WASHINGTON – Internet users are increasingly turning to e-government sites to carry out their business with government. But Internet users and non-users alike value having more than one way to get in touch with government. New research by the Pew Internet & American Life Project shows that 97 million adult Americans, or 77% of Internet users, took advantage of e-gov in 2003, whether that meant going to government Web sites or emailing government officials. This represented a growth of 50% from 2002. At the same time, citizens who contact government said they are more likely to turn to traditional means – either the telephone or in-person visits – rather than the Web or email to deal with government. The new Pew Internet Project report, called “How Americans Get in Touch With Government,” surveyed Americans on how they deal with government, what methods they use, and how e-government compares with traditional methods such as the telephone or letters as a tool for citizens engaging public agencies. The findings of the Pew Internet Project survey will be reported on Tuesday, May 25 to the Management of Change Conference in Philadelphia by Project Director Lee Rainie. The conference is sponsored by the American Council for Technology (ACT). Rainie will argue that the findings show the benefits and limits of e-government applications. E-government increases the flow of information between citizens and government, allowing people to contact agencies directly over the Web or find out more about a problem they may need government assistance with before they pick up the phone. And it allows people to comment easily on civic issues of the day. Specifically:

  • Internet users are about 3 times as likely as non-Internet users to get in touch with government, whether the contact means conducting a transaction or seeking help with a problem.

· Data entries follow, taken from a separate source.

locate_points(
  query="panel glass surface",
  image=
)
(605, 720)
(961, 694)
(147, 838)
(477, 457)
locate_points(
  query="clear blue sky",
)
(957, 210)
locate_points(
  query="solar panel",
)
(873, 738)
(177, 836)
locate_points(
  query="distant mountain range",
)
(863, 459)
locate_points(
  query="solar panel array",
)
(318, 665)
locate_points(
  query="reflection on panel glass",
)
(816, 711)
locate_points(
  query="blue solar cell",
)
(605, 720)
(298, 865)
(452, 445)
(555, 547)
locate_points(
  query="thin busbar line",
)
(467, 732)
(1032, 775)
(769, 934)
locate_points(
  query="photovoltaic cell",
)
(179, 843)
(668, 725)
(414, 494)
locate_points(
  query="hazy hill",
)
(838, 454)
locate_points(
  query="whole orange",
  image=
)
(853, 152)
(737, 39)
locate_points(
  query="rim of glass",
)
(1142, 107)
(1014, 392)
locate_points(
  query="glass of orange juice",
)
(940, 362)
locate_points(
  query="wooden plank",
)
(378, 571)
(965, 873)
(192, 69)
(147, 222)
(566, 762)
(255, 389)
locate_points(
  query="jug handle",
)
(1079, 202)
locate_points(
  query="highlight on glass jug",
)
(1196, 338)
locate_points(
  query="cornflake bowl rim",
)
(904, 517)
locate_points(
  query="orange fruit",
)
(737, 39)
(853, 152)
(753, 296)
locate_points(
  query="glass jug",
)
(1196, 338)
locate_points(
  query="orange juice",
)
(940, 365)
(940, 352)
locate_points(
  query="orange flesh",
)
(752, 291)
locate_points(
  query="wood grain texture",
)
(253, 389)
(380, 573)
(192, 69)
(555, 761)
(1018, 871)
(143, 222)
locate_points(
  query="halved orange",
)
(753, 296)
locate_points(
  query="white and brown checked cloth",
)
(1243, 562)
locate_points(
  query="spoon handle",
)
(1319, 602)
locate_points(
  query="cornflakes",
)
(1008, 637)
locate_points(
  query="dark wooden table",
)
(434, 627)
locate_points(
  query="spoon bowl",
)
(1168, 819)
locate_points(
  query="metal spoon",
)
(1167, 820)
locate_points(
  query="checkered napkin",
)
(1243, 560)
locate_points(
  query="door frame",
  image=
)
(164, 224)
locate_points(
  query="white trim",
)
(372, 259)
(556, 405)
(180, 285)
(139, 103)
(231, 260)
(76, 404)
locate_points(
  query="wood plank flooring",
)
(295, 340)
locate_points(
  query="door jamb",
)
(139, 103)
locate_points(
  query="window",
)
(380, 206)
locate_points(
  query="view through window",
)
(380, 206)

  • 30% of Internet users have emailed a government official in order to try to influence policy or change a politician’s position on a law.
  • Half of all Internet users and 59% of online users with broadband connections at home say that the Internet has helped their relationship with government. The current limits of e-government have to do with people’s preferences, technological assets, and the variety of problems people bring to government, not all of which lend themselves to e-gov solutions. Of the 54% of Americans who contacted government in the past year, the telephone or in-person visits were preferred to the Web or email by a 53% to 37% margin. Additionally, the report finds that the more complex or urgent a problem a citizen has, the more likely he is to pick up the telephone or visit a government office to address the problem. For the one-third of American adults without Internet access, non-cyber means are the only options they have to contact government. “When citizens think about a tool to contact government, they have a Swiss Army knife in mind,” said Senior Researcher John B. Horrigan of the Pew Internet & American Life Project and principal author of the report. “People want multiple means at hand when they want or need to turn to government. The Internet’s main benefit is arming people with more information; this helps people move through their dealings with government more efficiently.” Other findings from the report include:
  • 63% of Americans who contact government report that they were successful in addressing the issue that prompted the contact.
  • 76% of Americans who contact government say they were “very” or “somewhat” satisfied with the outcome of their last dealing with government.
  • 22% of Americans who contact government use more than one means to do it, with the telephone most likely to the first option chosen.
  • Traditional means of contacting government are strongly preferred by those who have a disability.
  • Americans with disabilities are less likely than others to have Internet access. Just 40% of those with disabilities have access, compared to 63% of the overall population. Those with disabilities prefer contacting the government by telephone or in person rather than over the Web or email by a 65% to 15% margin. This Pew Internet & American Life Project report is based on a random digit dial telephone survey of 2,925 Americans age 18 and over conducted between June 25, 2003 and August 3, 2003. The survey was conducted by Princeton Survey Research Associates and was administered in English. For results based on the total sample, one can say with 95% confidence that the error attributable to sampling and other random effects is +/- 2%. For results based Internet users (n=1,899), the margin of sampling error is +/- 2%. The Pew Internet & American Life Project is a non-profit, non-partisan research organization funded by the Pew Charitable Trusts to explore the social impact of the Internet. The Project does not advocate any policy positions.